Produtor rural é indiciado em MG

por Redação Carta Capital — publicado 10/10/2011 15h25, última modificação 10/10/2011 15h27
Segundo Ministério Público, fazendeiro mantinha 39 funcionários e sete menores de idade em jornada abusiva e expostos a agrotóxicos

O Ministério Público Federal (MPF) de Minas Gerais denunciou o proprietário de um sítio e arrendatário de uma fazenda, identificado apenas como J.V.P., por trabalho escravo e frustração de direitos trabalhistas. Segundo o órgão, 39 adultos e sete adolescentes foram submetidos a condições degradantes e desumanas de trabalho, além da exposição a riscos de contaminação por agrotóxicos.

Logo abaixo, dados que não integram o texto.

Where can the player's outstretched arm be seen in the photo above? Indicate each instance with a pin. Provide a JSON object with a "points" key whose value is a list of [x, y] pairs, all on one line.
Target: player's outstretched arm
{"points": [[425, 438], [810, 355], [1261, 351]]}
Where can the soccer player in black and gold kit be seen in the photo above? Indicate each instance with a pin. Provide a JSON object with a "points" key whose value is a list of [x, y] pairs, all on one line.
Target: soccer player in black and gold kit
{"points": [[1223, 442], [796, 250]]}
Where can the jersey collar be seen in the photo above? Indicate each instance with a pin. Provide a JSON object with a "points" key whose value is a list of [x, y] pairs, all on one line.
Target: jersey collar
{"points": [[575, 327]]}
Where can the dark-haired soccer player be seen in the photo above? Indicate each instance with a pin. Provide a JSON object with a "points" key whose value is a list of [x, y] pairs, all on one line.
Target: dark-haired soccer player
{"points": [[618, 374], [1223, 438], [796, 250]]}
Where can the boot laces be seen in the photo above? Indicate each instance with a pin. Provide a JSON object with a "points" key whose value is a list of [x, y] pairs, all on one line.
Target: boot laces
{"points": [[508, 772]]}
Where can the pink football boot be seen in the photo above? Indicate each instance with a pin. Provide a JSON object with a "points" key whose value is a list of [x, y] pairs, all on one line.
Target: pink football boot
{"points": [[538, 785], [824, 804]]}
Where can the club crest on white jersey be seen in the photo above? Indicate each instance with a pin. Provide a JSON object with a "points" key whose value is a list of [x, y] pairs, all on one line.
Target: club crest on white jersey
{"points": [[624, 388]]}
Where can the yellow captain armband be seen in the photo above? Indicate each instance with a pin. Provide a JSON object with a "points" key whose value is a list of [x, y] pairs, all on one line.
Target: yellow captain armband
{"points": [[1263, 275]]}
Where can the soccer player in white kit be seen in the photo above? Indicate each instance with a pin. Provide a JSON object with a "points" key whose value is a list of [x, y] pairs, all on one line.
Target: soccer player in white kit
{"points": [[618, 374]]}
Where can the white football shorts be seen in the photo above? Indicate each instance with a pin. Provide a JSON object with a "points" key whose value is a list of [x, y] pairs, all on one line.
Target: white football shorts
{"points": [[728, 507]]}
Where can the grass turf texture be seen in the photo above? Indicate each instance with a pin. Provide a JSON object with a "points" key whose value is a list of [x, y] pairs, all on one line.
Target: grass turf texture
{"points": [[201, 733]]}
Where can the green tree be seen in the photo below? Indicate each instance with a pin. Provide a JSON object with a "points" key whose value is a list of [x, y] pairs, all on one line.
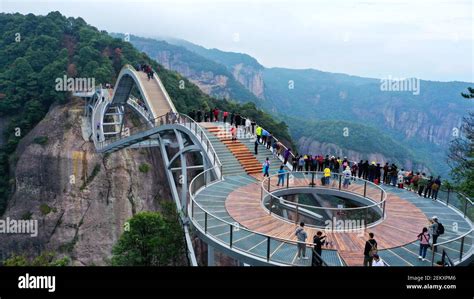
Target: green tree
{"points": [[44, 259], [153, 239], [461, 153]]}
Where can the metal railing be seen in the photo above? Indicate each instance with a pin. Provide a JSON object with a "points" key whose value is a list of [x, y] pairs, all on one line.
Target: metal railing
{"points": [[274, 139], [360, 217], [458, 200], [133, 101], [461, 246], [265, 245]]}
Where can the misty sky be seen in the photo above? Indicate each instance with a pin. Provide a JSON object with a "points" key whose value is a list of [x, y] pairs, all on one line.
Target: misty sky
{"points": [[428, 39]]}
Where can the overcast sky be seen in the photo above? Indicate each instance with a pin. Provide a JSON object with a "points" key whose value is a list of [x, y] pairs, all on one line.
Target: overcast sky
{"points": [[428, 39]]}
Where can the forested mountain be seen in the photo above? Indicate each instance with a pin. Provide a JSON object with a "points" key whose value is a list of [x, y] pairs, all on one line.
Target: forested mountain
{"points": [[36, 50], [421, 124]]}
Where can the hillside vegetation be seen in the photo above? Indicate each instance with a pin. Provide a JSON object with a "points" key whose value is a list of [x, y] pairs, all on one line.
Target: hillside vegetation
{"points": [[36, 50]]}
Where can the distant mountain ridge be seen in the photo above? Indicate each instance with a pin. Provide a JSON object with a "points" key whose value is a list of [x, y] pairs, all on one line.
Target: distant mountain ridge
{"points": [[421, 124]]}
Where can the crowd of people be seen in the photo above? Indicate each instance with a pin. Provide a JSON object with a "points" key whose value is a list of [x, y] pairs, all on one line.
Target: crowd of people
{"points": [[146, 69], [427, 239], [216, 115], [389, 174]]}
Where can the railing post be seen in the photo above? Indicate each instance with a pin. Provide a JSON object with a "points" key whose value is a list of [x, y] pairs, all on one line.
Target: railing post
{"points": [[297, 213], [332, 221], [268, 248], [366, 216], [465, 208], [447, 200]]}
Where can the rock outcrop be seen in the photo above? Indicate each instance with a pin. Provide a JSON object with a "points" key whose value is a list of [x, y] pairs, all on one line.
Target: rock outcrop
{"points": [[80, 198]]}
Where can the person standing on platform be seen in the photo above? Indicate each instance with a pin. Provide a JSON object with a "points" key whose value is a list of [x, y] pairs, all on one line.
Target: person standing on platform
{"points": [[370, 250], [318, 241], [424, 238], [199, 116], [301, 236], [225, 114], [259, 134], [281, 176], [256, 146], [266, 168]]}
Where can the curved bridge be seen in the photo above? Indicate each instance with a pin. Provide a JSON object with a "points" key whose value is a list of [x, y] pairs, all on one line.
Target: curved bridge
{"points": [[224, 198]]}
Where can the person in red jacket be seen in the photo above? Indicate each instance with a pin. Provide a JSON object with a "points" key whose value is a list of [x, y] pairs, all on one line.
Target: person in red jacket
{"points": [[225, 116]]}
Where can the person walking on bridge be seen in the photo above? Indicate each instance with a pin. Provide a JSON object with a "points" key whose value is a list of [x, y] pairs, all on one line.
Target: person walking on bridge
{"points": [[211, 115], [199, 116], [301, 236], [266, 168], [385, 173], [422, 182], [233, 132], [225, 114], [361, 168], [248, 124], [238, 120], [286, 155], [327, 176], [318, 242], [281, 176], [259, 133], [370, 250], [300, 163], [256, 146], [424, 238], [347, 177], [435, 187]]}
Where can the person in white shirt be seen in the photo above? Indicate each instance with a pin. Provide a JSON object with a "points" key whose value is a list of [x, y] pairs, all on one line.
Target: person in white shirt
{"points": [[377, 261], [248, 123]]}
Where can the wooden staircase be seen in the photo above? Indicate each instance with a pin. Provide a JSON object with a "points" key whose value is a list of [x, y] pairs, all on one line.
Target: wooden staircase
{"points": [[245, 157]]}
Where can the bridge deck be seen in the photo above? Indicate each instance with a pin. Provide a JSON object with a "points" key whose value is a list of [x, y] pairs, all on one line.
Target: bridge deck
{"points": [[156, 97], [237, 200]]}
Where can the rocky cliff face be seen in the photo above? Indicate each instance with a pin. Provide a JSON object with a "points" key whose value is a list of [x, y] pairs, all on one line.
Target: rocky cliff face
{"points": [[251, 78], [419, 124], [314, 147], [80, 198], [208, 82]]}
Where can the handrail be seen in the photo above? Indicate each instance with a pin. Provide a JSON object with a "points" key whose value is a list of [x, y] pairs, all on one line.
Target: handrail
{"points": [[194, 203], [266, 193], [323, 208], [455, 239], [203, 135]]}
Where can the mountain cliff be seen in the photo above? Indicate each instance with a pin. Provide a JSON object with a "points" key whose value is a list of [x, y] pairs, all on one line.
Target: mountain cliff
{"points": [[422, 123], [80, 198]]}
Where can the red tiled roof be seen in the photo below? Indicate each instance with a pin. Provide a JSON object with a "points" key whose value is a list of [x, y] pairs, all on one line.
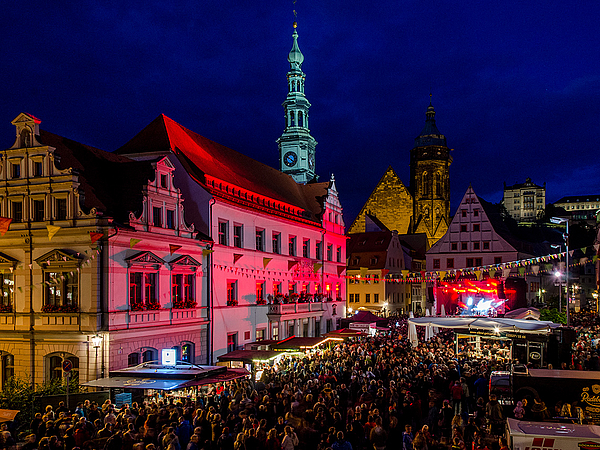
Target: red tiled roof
{"points": [[204, 159]]}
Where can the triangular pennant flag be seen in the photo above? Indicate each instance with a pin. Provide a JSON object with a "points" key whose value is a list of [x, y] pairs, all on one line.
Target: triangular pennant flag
{"points": [[94, 236], [4, 223], [52, 230]]}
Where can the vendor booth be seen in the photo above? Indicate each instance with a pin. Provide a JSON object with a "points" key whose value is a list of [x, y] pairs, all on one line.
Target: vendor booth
{"points": [[165, 379], [505, 339]]}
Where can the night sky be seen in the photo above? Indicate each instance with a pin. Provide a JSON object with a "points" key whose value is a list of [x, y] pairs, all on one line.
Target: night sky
{"points": [[515, 84]]}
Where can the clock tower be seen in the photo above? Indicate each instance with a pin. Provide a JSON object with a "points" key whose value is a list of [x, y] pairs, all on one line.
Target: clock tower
{"points": [[296, 145]]}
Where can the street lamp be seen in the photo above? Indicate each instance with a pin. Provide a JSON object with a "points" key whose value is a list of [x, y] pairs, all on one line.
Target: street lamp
{"points": [[559, 220]]}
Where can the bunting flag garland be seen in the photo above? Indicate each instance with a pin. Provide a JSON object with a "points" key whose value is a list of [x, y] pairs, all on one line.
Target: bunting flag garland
{"points": [[4, 224], [52, 230], [94, 236], [173, 248]]}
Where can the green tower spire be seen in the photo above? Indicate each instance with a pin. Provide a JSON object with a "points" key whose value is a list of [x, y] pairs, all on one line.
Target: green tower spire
{"points": [[296, 145]]}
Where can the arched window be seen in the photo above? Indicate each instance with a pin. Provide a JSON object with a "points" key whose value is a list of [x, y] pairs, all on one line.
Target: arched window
{"points": [[133, 359], [25, 138], [8, 368], [187, 352], [54, 365]]}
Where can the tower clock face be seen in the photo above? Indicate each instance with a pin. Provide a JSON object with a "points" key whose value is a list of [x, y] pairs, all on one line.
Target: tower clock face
{"points": [[290, 159]]}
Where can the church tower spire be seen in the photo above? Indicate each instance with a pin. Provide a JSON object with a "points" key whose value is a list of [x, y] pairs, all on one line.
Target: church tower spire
{"points": [[430, 180], [296, 145]]}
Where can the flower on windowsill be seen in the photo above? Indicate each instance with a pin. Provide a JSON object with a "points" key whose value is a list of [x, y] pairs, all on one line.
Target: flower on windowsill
{"points": [[59, 308], [151, 306]]}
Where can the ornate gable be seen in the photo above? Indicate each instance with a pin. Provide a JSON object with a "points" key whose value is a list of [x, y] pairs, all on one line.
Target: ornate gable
{"points": [[144, 259], [185, 262], [59, 259]]}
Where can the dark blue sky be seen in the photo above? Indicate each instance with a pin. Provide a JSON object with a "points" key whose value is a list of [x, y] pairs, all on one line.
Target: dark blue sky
{"points": [[516, 84]]}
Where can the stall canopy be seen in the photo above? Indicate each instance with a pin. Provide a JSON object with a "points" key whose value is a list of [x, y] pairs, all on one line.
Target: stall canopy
{"points": [[487, 323], [294, 343]]}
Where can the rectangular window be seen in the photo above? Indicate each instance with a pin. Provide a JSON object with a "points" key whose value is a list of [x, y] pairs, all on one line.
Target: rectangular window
{"points": [[157, 216], [37, 169], [15, 170], [17, 211], [182, 290], [238, 236], [231, 342], [260, 292], [232, 293], [38, 210], [61, 289], [260, 240], [171, 219], [61, 208], [277, 243], [223, 229]]}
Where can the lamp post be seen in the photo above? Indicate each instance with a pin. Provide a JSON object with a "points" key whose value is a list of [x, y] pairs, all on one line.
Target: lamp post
{"points": [[559, 220], [96, 343]]}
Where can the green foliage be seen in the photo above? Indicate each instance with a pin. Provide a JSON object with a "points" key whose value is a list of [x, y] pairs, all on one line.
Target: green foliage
{"points": [[553, 315], [18, 394]]}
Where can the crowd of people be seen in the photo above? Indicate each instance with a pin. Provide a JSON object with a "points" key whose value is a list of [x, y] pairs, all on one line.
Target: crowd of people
{"points": [[367, 393]]}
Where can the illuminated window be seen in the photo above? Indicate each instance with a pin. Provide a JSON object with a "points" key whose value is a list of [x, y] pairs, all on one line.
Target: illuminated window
{"points": [[238, 236], [223, 232]]}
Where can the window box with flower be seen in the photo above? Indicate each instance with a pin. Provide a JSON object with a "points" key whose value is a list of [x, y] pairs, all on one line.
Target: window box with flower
{"points": [[60, 308]]}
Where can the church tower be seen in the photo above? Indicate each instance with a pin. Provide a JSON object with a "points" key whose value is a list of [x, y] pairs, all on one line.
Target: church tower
{"points": [[429, 181], [296, 145]]}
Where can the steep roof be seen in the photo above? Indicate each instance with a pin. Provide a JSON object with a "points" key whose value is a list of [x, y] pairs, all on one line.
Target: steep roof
{"points": [[103, 176], [205, 158]]}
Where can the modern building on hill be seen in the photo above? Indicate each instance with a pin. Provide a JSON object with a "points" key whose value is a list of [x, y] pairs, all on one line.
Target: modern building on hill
{"points": [[525, 202], [423, 207]]}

Apenas dois funcionários tinham carteira assinada.

As terras do produtor de morangos ficam na zona rural de Cambuí, no sul de Minas Gerais, e possuem juntas mais de 400 mil pés da fruta. No local, em agosto de 2010, uma inspeção de auditores fiscais do Ministério do Trabalho encontrou diversas irregularidades, entre elas a ausência de acesso à água potável e instalações sanitárias.

O MPF afirma que os empregados trabalhavam em jornadas abusivas e sem intervalo adequado. Por isso, foram também expostos à sobrecarga muscular e na coluna vertebral, pois o cultivo da fruta exige movimentos repetitivos e esforço de postura.

A vistoria não encontrou equipamentos de segurança e identificou nas proximidades das plantações elevadas quantidades de agrotóxicos armazenados irregularmente. Além disso, os funcionários não receberam orientações para utilizar o produto, que apresentava unidades com sinais de vazamento.

Exploração de menores

O Ministério do Trabalho encontrou ainda sete menores de idade fazendo a seleção, embalagem e armazenamento de morangos. Eles trabalhavam em condições inapropriadas em turnos de dez horas por dia, faziam jornada noturna e não possuiam registro na carteira.

O MPF aponta que o produtor induziu os funcionários a declararem no Cartório do 1º Ofício de Notas de Cambuí que não tinham vínculo empregatício com ele.

Caso condenado à pena máxima nos dois crimes,  J.P.V. pode ficar preso pro até dez anos.